In the beginning was the Word, and the Word was with God, and the Word was God. He was in the beginning with God. All things were made through him, and without him was not any thing made that was made. (John:1:3)

Down through the centuries, Bible scholars have tried to unravel what they see as Bible mysteries. When the Scriptures do not give enough – or perhaps any – additional information on an unclear passage, they may offer up previously unrevealed explanations to “clarify” the issue. These clarifications may be harmless or may lead people to a heretical conclusion.

More recently, the late Dr. Michael S. Heiser has developed quite a following in the church. Again, it is our understanding that, in the main, Heiser is a solid scholar, and according to Doreen Virtue, who knew him well, he was a genuinely nice person. His popularity grew as he revealed biblical secrets that have been mysteries, at least to him, until now. He freely admitted that virtually everyone down through history had missed the main one he uncovered, which is the key he used to unlock others. He did claim some scholarly backing, but that was from liberal theologians. The starting point of his “discovery” is Psalm:82:1. Pastor Gary E. Gilley wrote in “The Unseen Realm A Critique”:

“It all began when Heiser was examining Psalm:82:1, which reads in the NASB “God takes His stand in His own congregation; He judges in the midst of the rulers." Michael Heiser, currently Executive Director of the School of Ministry at Celebration Church in Jacksonville, Florida, came to believe that he had discovered the key to understanding God and Scripture which had long been buried by the western world and the evangelical community. That key was: “The God of the Old Testament was part of an assembly – a pantheon – of other gods” (p. 11). This view is reinforced by Heiser’s personal translation of the verse as found in his book, The Unseen Realm, Recovering the Supernatural Worldview of the Bible:2 “God [elohim] stands in the divine assembly; he administers judgment in the midst of the gods [elohim] (p. 11).  As Heiser attempted to interpret the meaning of this verse, his emerging view apparently received virtually no support from conservative theologians (and rightly so), and he found it necessary to look beyond evangelical scholarship which had, he believed, ignored his newly discovered key (p. 12). In the process, Heiser scrapped his former reliance on systematic theology along with creeds, confessions and denominational preferences, which had filtered out and rejected his new discovery (pp. 14-16, 60-61), and went about putting the pieces together himself (p. 12). He writes, “We need to lay our theological systems aside, answer these questions like an ancient Israelite would have, and embrace the results…It is time to peel these layers away” (pp. 60, 61).
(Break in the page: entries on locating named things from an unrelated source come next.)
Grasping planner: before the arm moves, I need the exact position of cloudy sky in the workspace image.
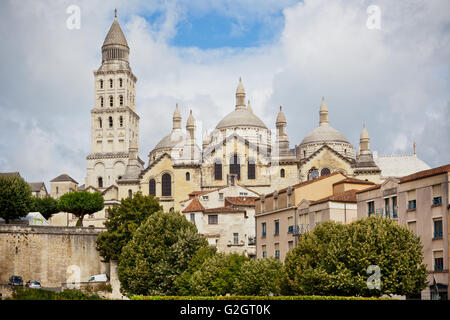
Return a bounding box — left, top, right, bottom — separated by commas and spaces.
0, 0, 450, 187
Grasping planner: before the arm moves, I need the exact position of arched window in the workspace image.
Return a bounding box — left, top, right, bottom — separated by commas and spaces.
148, 179, 156, 197
247, 160, 256, 180
161, 173, 172, 197
230, 154, 241, 180
214, 160, 222, 180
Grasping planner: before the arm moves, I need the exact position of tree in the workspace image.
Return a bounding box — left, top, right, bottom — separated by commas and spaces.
118, 212, 208, 295
284, 217, 427, 296
0, 176, 32, 224
30, 197, 59, 219
186, 253, 250, 296
175, 246, 217, 296
97, 192, 162, 261
234, 258, 283, 296
58, 191, 104, 227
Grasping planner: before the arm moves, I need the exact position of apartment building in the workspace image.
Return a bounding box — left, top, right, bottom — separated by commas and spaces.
255, 172, 375, 261
356, 165, 450, 300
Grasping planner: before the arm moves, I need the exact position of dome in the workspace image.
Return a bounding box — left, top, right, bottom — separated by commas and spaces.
301, 124, 350, 145
153, 130, 184, 150
216, 108, 267, 129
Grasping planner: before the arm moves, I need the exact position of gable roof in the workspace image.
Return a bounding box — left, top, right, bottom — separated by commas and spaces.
333, 178, 375, 186
302, 143, 356, 165
400, 164, 450, 183
28, 182, 47, 192
310, 189, 357, 205
182, 197, 205, 213
50, 173, 78, 184
225, 197, 258, 207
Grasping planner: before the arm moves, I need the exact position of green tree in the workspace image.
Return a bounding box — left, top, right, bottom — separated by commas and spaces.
58, 191, 104, 227
186, 253, 250, 296
175, 246, 217, 296
0, 176, 32, 224
234, 258, 283, 296
283, 217, 427, 296
118, 212, 208, 295
97, 192, 162, 261
30, 197, 59, 219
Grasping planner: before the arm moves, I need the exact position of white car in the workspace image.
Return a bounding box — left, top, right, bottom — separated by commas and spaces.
88, 273, 108, 282
25, 280, 41, 289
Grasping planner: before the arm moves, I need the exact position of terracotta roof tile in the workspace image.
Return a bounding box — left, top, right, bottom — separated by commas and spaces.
333, 178, 375, 186
225, 197, 258, 207
400, 164, 450, 183
182, 198, 205, 213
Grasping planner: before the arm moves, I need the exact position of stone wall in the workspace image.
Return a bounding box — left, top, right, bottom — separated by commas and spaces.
0, 225, 109, 288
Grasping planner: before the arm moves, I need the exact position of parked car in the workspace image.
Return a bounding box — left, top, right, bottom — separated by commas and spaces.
8, 276, 23, 286
25, 280, 42, 289
88, 273, 108, 282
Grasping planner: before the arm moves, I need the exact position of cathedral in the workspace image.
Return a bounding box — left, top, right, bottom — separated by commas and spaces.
85, 12, 429, 211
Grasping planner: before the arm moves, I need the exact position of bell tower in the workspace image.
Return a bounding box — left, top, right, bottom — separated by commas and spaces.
85, 10, 142, 189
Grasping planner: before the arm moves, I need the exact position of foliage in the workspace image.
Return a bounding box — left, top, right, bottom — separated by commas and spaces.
118, 212, 208, 295
58, 191, 103, 226
234, 258, 283, 296
186, 253, 250, 296
11, 287, 101, 300
97, 192, 162, 261
0, 176, 32, 223
30, 197, 59, 219
283, 217, 426, 296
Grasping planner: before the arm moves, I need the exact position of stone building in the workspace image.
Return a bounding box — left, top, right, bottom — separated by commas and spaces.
255, 172, 375, 261
77, 13, 428, 225
356, 165, 450, 300
181, 179, 259, 257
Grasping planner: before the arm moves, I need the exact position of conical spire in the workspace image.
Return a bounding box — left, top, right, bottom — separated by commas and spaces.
236, 78, 245, 109
186, 110, 195, 129
247, 100, 253, 113
359, 124, 370, 152
276, 106, 287, 125
319, 97, 328, 125
103, 9, 128, 48
172, 103, 181, 130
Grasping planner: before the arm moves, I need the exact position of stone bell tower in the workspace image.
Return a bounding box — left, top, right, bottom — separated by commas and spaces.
85, 10, 142, 190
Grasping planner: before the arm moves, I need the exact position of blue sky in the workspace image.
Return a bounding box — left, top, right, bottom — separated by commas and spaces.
0, 0, 450, 185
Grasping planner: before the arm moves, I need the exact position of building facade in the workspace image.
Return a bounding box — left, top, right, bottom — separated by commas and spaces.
357, 165, 450, 300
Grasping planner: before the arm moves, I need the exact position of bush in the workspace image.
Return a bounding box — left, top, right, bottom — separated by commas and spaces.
119, 212, 208, 295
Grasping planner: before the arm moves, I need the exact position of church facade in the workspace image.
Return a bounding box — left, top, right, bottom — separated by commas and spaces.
85, 14, 428, 211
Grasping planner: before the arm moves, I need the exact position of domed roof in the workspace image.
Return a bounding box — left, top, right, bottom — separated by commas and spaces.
216, 108, 267, 129
153, 130, 184, 150
301, 124, 350, 144
103, 10, 128, 47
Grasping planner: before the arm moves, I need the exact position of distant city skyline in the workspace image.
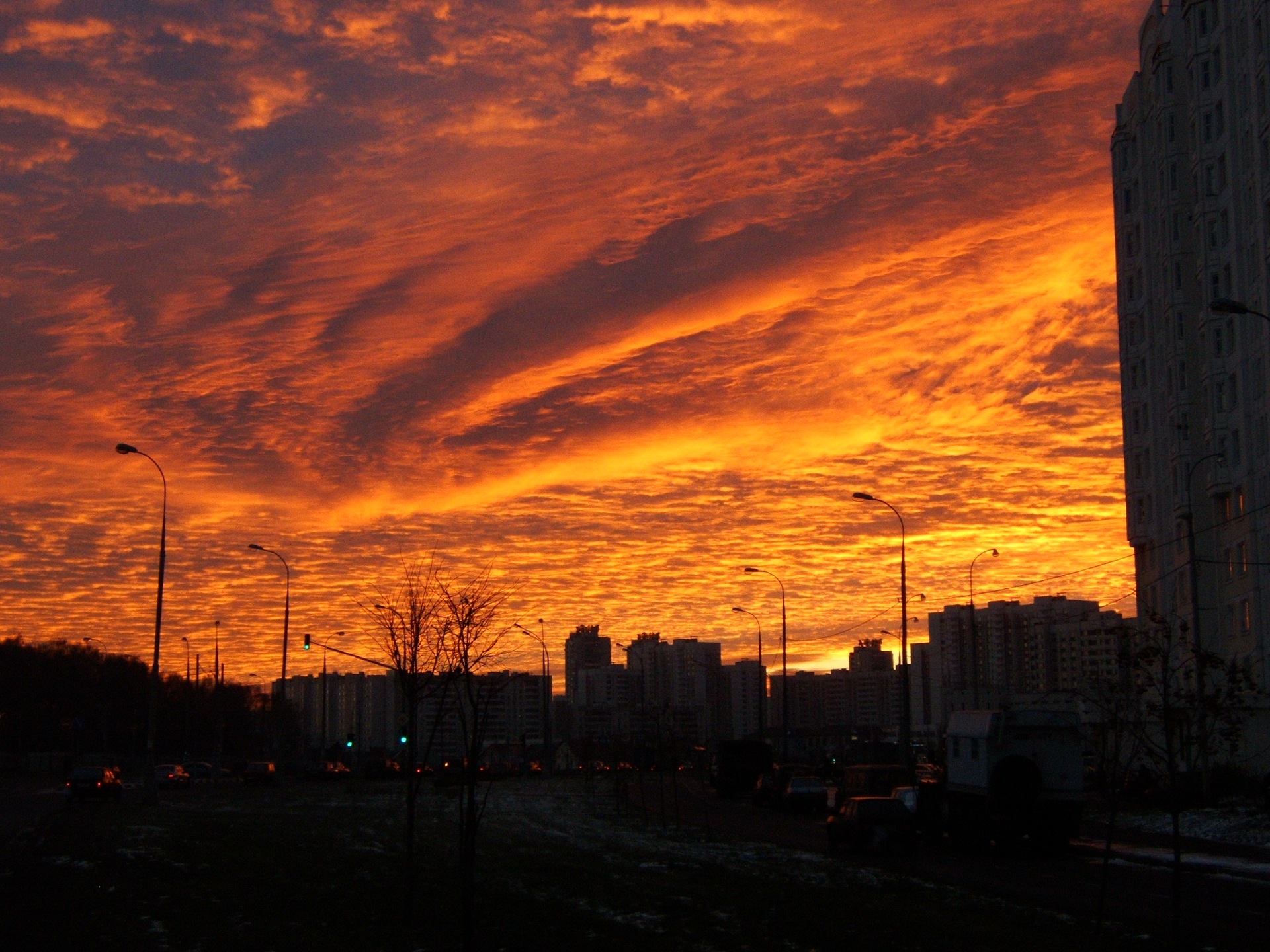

By beginning where Hieser began, we can determine if his basis for all that follows his newly minted revelation of this mystery is sound or not.

The context of the Psalm itself rules out the idea that YHWH is standing in a counsel of angels or gods He created. The word Elohim can be used for both but also for human judges. In this case, YHWH is judging the council that is judging in the congregation (Israel), and they are unjust in their judgments. Like Adam, they are sons of the Most High:

Unconverted men are called “sons of God” as well, although, in some places, the exact phrasing is not used. For example, the idea of “sons of God” appears in Malachi 2:10, speaking of the unfaithful Jews of the prophet’s time: “Have we not all one Father? Has not one God created us?” We can find a similar meaning in Psalm 82:6-7: “I said, ‘You are gods, and all of you are children of the Most High. But you shall die like men . . ..’” In the New Testament, the evangelist Luke calls Adam “the son of God” in Luke 3:38.

The Psalm ends with the Psalmist calling on God who just judged the unjust judges who were judging in the congregation of Israel to arise and “judge the earth.” That day will come.

David Stern points out that Jesus did not appeal to this passage to affirm to his questioners that there was a council of gods to whom “the word of God came.” His point was that if unjust human judges are “‘are sons of the Most High,’ how much more does the description ‘Son of God’ apply to Yeshua”?

We could also ask, hypothetically, two other questions about these “gods.” If these “gods” are not merely unjust human judges, which fits the context best, would God have known these gods existed? Would they be true or false Gods?  To answer the first, we could simply read Isaiah 43-49. For example, Isaiah:43:10:

“You are my witnesses,” declares the Lord, “and my servant whom I have chosen, that you may know and believe me and understand that I am he. Before me no god was formed, nor shall there be any after me.”

The answer to the second question is equally clear:

For although there may be so-called gods in heaven or on earth—as indeed there are many “gods” and many “lords”— yet for us there is one God, the Father, from whom are all things and for whom we exist, and one Lord, Jesus Christ, through whom are all things and through whom we exist. (1 Corinthians:8:1-6)

There is one True God. All others are, by definition, false.